Shamar Young: Yeah, so in the case of radioembolization, we have been talking a lot about dosimetry because it is a personal passion of mine. Advanced dosimetry requires time and requires a software program, and it is one of those situations where, again, if you are not treating tons of patients—if you are not using that software every day—the time that it takes for you to do the dosimetry aspects increases quite a bit compared to somebody who is using it every day. That is something that can be offloaded to a third-party vendor. The third-party vendor can use the program, return the case with segmentation and all the details that are required to be inputted into the program, and then the physician can work with that and relatively quickly choose a dose or optimize the dose for that patient. That can lower your barrier in a number of ways. It can reduce physician time, and it can reduce the hospital’s cost because they do not have to purchase that software upfront, which can be expensive.
Kevin Pho: Anything from a systemic or policy standpoint that can decrease these disparities?
Shamar Young: It is really challenging, to be honest. I think all of us are hoping for and looking for a magic wand, and to the best of my abilities, I have not personally come up with one. Of course, we can incentivize physicians by increasing revenue for those who are doing certain things like advanced dosimetry, but to be frank, many of these physicians have a lot of relatively—quote, unquote—”high RVU” activities that they could be doing at any one moment, so it only goes so far. In terms of trying to increase the number of specific specialty physicians who are trained—interventional radiology is just one example of many, as you and your listeners are well aware, where we could probably benefit from an increased number of those physicians—that, too, is challenging. It is hard sometimes to just increase the publicity, so to speak, of that specific subspecialty; it is even harder to train people quickly. Residency is at least six years, and so, of course, everything takes time. But these are things that we could look to.
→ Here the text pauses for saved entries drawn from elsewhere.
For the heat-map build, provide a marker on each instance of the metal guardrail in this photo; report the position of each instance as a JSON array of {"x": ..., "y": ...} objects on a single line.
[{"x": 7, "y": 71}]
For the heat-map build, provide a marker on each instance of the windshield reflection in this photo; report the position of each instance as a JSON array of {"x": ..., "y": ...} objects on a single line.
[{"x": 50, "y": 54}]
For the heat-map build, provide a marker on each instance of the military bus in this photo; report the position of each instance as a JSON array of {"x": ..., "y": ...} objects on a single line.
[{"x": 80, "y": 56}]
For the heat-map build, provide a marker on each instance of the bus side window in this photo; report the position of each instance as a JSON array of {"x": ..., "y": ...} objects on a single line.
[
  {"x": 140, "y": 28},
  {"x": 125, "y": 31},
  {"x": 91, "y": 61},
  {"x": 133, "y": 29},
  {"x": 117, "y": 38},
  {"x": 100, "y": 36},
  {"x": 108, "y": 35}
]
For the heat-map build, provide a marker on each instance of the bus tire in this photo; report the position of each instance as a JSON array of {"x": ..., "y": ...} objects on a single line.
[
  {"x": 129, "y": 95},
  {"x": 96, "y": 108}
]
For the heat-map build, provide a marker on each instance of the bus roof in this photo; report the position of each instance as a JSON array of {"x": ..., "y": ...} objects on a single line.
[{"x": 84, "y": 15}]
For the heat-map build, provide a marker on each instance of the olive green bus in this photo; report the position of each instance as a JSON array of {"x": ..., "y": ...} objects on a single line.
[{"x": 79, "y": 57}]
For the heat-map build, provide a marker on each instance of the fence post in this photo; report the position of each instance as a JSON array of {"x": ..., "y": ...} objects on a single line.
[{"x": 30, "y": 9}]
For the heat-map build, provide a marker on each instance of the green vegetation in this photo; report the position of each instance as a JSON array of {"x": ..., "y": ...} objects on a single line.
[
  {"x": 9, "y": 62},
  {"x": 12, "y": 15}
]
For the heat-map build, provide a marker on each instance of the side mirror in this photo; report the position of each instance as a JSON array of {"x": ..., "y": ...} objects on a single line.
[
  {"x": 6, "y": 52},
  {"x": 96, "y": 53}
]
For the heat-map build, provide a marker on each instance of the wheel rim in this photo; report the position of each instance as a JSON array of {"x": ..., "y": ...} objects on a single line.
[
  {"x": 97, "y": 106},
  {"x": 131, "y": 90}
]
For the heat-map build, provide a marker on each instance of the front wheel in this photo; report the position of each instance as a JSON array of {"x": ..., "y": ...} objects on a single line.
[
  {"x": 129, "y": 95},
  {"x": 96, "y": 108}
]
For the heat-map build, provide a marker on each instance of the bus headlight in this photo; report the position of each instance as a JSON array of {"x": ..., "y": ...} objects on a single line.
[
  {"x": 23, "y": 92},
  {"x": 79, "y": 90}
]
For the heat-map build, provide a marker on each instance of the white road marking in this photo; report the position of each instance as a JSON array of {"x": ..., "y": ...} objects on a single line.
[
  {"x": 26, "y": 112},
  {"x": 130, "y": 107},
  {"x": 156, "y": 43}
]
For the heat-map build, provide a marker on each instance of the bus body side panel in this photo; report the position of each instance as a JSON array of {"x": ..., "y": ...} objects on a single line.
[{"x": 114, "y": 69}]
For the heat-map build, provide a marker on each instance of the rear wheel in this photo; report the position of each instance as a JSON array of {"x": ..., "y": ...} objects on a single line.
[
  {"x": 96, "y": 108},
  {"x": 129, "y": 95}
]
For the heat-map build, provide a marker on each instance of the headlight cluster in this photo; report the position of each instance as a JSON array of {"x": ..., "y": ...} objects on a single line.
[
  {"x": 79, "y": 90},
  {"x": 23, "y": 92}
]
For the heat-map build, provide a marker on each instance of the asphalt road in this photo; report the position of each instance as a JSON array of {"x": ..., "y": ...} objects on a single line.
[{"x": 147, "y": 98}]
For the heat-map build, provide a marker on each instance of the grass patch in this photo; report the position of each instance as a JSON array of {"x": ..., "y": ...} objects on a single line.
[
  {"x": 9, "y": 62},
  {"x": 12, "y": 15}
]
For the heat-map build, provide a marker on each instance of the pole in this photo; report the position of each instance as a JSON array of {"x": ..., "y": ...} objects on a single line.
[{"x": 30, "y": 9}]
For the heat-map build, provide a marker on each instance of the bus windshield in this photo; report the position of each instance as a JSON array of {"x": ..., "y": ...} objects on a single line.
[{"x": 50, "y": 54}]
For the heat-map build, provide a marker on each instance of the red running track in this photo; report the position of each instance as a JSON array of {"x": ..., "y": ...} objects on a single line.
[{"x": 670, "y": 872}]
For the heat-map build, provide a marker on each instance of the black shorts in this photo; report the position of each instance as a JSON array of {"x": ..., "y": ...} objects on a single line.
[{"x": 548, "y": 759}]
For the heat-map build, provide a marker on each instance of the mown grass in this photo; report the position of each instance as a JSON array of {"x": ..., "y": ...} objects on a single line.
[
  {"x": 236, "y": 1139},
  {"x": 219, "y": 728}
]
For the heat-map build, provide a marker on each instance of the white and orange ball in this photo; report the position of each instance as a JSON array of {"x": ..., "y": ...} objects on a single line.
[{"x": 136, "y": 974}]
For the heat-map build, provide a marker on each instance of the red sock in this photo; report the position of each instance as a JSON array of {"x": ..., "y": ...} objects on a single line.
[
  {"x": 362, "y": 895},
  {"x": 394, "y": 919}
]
That said, I honestly wish I had some great idea that was a magic wand, but I think it would be disingenuous to say I do.
Kevin Pho: We are talking to Shamar Young. He is a physician executive. Today’s KevinMD article is “Geographic disparities in advanced cancer care, a call for innovation.” Shamar, let us end with some take-home messages that you want to leave with the KevinMD audience.
Shamar Young: The things I would like to say are really twofold. One, I think that in modern American society, it is very easy to demonize certain entities, but many of these issues are very, very complex. So again, it is not necessarily that any physician is bad; it is not that any system is bad; it is that they are facing real challenges, and we should at least try to understand those. The other thing I would like to say is that there are many people aware of these problems and working to find creative solutions. We could always use more people trying to find creative solutions, so we would love to have anybody out there who has a passion for this to jump in. Creative solutions are needed.
Kevin Pho: Shamar, thank you so much for sharing your perspective and insight. Thanks again for coming on the show.
Shamar Young: Thank you for having me.